Economie

Impôts et Budgets: Paris convoque les pays du Franc CFA pour leur hausse

Impôts et Budgets: Paris convoque les pays du Franc CFA pour leur hausse

Les ministres des Finances des pays régis par le franc CFA discutent à Paris hausse de la collecte fiscale et ajustements budgétaires.

Le franc n'est pas mort. Non seulement il a survécu sous sa version africaine à son cousin hexagonal, dissous dans l'euro il y a 17 ans, mais il est au centre de rien moins que deux des quatre zones monétaires en vigueur aujourd'hui de par le monde ; la zone CFA d'Afrique de l'Ouest (les huit pays de la UEMOA) et la zone CFA de l'Afrique centrale (les six pays de la CEMAC). 

Plumer les oies

Les ministres des Finances de ces deux zones, ainsi que leur collègue des Comores qui a son propre franc, ont tenu jeudi à Paris leur conférence semestrielle, sous la présidence de Bruno Le Maire. On indique à Bercy que les travaux ont porté sur les grands équilibres budgétaires et financiers des pays de ces zones, ainsi que sur les moyens d'augmenter les recettes fiscales. Ces dernières, en raison d'une économie souterraine massive, ne dépassent pas en moyenne 15 % du PIB. Bercy estime pouvoir fournir des conseils aux administrations des pays africains pour pratiquer l'art de la collecte fiscale, qui consiste comme disait Colbert à « arracher le maximum de plumes à l'oie avec le minimum de cris ».

L'Afrique centrale en difficulté 

Pour ce qui est des grands équilibres financiers, les soucis sont concentrés sur la CEMAC (Cameroun, république centrafricaine, Gabon, Tchad, Guinée équatoriale, république du Congo), dont les membres sont déstabilisés par la chute des cours de l'or noir, à la différence de leurs homologues de CEMAO (Bénin, Burkina Faso, Côte d'Ivoire, Guinée Bissau, Mali, Niger, Sénégal, Togo).

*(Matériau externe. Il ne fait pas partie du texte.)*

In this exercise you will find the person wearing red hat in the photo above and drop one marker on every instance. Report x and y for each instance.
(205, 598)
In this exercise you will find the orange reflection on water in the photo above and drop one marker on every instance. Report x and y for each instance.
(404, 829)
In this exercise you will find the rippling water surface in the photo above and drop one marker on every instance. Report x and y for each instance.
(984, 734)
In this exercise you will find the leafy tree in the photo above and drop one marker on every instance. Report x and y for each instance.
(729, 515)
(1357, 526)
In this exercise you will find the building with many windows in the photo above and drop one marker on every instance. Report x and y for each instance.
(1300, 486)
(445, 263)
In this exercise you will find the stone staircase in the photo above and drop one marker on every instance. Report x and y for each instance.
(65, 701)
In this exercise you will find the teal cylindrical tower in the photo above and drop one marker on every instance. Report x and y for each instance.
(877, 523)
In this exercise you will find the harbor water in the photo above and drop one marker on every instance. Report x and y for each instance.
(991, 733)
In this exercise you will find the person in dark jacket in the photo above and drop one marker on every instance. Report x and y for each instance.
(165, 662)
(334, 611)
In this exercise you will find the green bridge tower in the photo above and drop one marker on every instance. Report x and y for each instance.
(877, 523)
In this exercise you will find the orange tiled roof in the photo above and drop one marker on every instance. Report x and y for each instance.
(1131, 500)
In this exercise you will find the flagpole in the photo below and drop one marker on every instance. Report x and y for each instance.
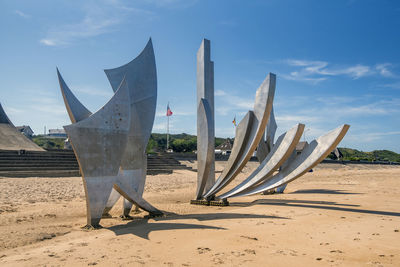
(167, 131)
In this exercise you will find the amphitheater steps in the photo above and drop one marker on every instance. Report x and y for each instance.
(62, 163)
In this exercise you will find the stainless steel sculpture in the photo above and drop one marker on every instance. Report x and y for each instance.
(77, 112)
(249, 134)
(141, 77)
(11, 138)
(265, 146)
(282, 150)
(205, 120)
(98, 142)
(140, 80)
(312, 154)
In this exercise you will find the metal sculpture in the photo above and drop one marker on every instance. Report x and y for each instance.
(249, 135)
(141, 76)
(205, 120)
(282, 150)
(312, 154)
(140, 79)
(98, 142)
(11, 138)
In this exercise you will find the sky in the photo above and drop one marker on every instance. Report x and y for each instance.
(336, 61)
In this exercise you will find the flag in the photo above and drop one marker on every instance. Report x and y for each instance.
(169, 112)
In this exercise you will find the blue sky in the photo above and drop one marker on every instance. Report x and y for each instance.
(336, 61)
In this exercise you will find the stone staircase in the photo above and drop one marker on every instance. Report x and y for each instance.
(62, 163)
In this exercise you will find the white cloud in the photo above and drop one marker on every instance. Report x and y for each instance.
(369, 137)
(172, 3)
(90, 90)
(317, 71)
(22, 14)
(383, 69)
(100, 18)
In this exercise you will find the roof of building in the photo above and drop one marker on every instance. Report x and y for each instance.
(57, 131)
(227, 145)
(301, 145)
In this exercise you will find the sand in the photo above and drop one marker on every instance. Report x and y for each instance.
(334, 216)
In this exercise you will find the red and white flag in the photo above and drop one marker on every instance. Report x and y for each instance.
(169, 112)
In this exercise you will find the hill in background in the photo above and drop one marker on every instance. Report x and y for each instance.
(188, 143)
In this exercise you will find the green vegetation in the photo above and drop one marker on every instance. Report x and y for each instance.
(49, 143)
(188, 143)
(178, 142)
(376, 155)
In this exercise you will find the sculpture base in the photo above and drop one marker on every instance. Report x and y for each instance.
(202, 202)
(106, 216)
(221, 203)
(154, 214)
(126, 217)
(89, 227)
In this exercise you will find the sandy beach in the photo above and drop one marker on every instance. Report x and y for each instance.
(335, 216)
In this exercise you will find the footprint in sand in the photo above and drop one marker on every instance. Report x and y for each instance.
(202, 250)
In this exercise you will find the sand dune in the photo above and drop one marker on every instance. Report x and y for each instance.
(334, 216)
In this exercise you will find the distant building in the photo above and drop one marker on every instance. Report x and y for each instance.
(25, 130)
(300, 146)
(225, 148)
(57, 133)
(336, 154)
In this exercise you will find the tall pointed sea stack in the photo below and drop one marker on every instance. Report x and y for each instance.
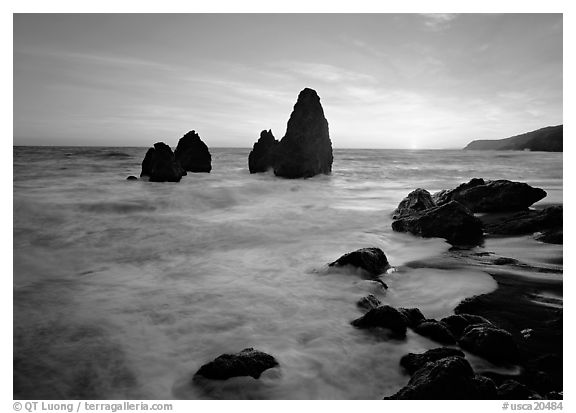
(306, 149)
(160, 165)
(193, 154)
(261, 157)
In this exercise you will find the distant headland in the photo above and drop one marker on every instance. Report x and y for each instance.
(547, 139)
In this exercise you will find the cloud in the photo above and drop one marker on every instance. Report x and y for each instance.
(324, 72)
(438, 21)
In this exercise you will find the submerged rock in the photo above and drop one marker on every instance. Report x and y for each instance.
(413, 362)
(306, 149)
(555, 236)
(248, 362)
(512, 390)
(160, 165)
(451, 221)
(492, 343)
(457, 323)
(416, 201)
(372, 260)
(385, 317)
(369, 302)
(261, 156)
(193, 154)
(548, 220)
(413, 315)
(435, 330)
(492, 196)
(449, 378)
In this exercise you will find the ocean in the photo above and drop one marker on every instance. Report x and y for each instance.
(123, 289)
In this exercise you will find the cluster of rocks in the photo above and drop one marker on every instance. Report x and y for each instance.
(473, 333)
(450, 213)
(304, 151)
(162, 165)
(445, 374)
(441, 373)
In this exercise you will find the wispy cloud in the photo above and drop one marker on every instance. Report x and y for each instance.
(438, 21)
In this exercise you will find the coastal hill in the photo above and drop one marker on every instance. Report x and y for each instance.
(547, 139)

Les réserves de changes des pays de la CEMAC ne dépassaient plus l'équivalent de 2 mois d'importations en décembre dernier, quand un plan d'aide d'urgence en contrepartie d'un plan d'assainissement a été décidé à Yaoundé sous l'égide du Fonds monétaire international (FMI). Ce dernier a dérogé à cette occasion à sa règle habituelle de ne pas prêter plus de 75% à 100 % de la quote-part de ses Etats membres, pour monter à 200 %, malgré les objections américaines. Paris a prêté en sus 1 milliard d'euros sur trois ans.

Aux critiques récurrentes sur le franc CFA qui serait un vestige colonial, Bercy répond qu'il s'agit « d'un instrument de développement dans le cadre d'un destin commun », et que les pays africains bénéficient d'une convertibilité illimitée, du placement rémunéré à 0,75% de leurs réserves, alors que les banques centrales de la zone euro sont en territoire de taux négatifs, et d'une garantie du Trésor français, qui a d'ailleurs joué à hauteur de 48 millions d'euros l'an dernier.